Access AWS resources from awscli with new IAM admin user

0
votes

I'm trying to access AWS resources from the aws cli after configuring a new IAM user with admin rights and it acts as if no resource is available.

What I did:

  • Created an RDS instance (while being logged in with the root user);
  • Created a new IAM user to a group that has the AdministratorAccess[*] policy added;
  • Configured the aws cli to use the named user's access keys and the same region as the RDS instance;

  • Ran the command aws rds describe-db-instances. The result is: 

    $ aws rds describe-db-instances
{
   "DBInstances": []
}

I would have expected to see my RDS instance listed. Am I missing something?

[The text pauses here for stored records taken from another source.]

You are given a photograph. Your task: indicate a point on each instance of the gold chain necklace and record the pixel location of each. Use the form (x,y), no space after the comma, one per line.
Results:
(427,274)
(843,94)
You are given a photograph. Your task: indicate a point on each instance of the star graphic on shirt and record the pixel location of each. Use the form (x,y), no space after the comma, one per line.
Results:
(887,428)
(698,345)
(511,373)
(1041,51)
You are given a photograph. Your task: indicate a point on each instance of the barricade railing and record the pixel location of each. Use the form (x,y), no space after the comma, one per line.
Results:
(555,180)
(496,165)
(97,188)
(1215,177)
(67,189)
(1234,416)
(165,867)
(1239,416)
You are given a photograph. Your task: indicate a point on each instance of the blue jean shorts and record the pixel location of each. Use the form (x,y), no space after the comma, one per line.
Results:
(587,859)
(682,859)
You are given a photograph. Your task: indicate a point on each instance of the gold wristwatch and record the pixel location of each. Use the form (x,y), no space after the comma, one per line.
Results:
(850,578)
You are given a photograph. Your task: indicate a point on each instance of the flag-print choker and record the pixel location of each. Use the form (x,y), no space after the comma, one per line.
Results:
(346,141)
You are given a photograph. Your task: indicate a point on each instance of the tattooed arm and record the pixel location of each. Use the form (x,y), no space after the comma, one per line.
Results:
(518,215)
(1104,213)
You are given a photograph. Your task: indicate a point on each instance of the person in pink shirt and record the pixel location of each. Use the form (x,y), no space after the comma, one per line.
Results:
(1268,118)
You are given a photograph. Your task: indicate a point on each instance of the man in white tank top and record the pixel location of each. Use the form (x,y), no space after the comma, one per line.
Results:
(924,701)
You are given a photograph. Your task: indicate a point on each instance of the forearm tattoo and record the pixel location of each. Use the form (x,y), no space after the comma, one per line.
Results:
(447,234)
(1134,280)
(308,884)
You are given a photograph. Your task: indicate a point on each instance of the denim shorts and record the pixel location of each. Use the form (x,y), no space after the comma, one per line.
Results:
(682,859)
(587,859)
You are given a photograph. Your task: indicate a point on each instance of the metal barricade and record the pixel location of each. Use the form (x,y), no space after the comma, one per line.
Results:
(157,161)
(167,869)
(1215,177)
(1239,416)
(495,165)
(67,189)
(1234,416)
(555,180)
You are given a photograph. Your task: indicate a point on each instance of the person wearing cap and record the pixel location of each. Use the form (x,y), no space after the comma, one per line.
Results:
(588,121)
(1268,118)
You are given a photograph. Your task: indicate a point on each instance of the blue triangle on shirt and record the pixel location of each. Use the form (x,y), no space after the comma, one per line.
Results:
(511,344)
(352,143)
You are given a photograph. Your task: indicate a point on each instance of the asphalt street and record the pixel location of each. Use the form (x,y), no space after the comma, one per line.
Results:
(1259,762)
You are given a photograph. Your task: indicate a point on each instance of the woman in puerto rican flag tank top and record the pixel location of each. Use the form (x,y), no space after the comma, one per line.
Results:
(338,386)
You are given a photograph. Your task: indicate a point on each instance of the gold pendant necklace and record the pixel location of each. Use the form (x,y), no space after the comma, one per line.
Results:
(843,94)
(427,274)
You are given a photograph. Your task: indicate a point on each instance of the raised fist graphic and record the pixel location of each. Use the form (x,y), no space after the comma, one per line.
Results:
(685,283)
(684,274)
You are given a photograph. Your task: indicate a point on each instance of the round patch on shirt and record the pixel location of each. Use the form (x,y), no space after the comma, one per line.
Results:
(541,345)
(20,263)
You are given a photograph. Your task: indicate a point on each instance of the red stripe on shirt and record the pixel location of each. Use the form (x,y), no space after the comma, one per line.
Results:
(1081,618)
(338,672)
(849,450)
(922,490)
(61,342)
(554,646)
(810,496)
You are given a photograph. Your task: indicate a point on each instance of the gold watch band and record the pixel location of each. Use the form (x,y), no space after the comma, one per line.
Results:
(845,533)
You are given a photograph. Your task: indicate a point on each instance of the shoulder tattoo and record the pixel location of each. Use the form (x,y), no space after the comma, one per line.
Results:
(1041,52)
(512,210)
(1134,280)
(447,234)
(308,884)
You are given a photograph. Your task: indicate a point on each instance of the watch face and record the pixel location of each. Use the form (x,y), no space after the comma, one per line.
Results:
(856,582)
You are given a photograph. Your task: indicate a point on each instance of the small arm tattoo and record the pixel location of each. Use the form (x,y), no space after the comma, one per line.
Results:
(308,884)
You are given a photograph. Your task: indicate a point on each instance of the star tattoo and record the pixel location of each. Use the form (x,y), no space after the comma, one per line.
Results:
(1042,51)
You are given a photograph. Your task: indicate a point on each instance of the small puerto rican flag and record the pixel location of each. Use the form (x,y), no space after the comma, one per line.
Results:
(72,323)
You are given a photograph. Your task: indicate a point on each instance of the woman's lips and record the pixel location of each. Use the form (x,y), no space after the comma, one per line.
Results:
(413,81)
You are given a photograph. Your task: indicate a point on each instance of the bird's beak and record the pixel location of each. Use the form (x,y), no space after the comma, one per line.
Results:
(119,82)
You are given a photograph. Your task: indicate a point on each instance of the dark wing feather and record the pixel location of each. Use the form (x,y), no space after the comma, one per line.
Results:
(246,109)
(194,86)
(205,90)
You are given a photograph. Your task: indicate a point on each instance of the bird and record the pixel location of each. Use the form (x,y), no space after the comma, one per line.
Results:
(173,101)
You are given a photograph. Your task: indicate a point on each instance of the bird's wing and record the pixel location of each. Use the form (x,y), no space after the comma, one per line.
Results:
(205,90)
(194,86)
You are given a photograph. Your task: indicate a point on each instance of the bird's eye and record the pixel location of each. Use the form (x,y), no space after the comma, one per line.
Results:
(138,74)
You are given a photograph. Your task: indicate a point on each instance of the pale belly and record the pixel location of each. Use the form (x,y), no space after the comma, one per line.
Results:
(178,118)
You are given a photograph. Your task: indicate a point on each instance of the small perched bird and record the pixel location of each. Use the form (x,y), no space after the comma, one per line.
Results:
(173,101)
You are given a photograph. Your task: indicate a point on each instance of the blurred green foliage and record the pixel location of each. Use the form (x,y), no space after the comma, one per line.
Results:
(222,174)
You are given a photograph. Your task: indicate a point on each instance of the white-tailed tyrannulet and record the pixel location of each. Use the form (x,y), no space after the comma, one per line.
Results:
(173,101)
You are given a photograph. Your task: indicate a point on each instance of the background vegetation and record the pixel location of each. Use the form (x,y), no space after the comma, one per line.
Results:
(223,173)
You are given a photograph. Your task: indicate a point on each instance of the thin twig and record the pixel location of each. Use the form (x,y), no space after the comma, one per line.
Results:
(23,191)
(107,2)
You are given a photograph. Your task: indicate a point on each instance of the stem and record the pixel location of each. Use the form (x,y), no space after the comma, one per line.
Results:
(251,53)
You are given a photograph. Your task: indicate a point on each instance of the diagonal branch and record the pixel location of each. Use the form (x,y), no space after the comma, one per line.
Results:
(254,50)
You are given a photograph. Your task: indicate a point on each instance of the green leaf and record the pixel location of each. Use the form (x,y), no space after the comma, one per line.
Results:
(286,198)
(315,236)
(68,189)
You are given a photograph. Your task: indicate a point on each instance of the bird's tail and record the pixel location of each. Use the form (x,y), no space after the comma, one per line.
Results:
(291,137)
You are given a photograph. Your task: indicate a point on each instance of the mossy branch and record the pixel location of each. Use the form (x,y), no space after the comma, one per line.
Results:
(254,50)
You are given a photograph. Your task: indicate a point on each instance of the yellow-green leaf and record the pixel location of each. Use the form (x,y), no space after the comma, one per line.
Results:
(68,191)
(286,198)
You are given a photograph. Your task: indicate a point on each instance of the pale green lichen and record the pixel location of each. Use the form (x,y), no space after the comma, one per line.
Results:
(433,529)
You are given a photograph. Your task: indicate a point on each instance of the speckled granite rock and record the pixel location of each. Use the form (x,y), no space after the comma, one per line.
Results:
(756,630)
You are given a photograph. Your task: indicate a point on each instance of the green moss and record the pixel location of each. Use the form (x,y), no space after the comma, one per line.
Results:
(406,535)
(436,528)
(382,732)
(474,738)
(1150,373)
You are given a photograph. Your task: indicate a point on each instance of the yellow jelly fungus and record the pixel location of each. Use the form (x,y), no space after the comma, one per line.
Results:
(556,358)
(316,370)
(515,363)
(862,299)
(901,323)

[*] The policy json contains this:

"Effect": "Allow",
"Action": "*",
"Resource": "*"
1
amazon-web-servicesamazon-rdsamazon-iamaws-cli
I do not think IAM privileges is an issue here since there is no error. Is the region in the default profile for AWS credentials configured correctly? - helloV
I think it is... I configured awscli with eu-west-2 and the RDS instance is in EU (London). Is that what you mean, @helloV? - Ioanna
Can you try specifying the region explicitly? aws rds describe-db-instances --region eu-west-2 If it doesn't work, then the CLI is getting the credentials from somewhere else. - helloV
It worked :). Looked again on the configuration paying more attention and I had set the region to "us"-west-2 instead of "eu", you were right from the first comment. Thank you! - Ioanna

1 Answers

2
votes

I do not think IAM privileges is an issue here since there is no error. Is the region in the default profile for AWS credentials configured correctly?

Or try specifying the region explicitly?

aws rds describe-db-instances --region eu-west-2

If it doesn't work, then the CLI is getting the credentials from somewhere else.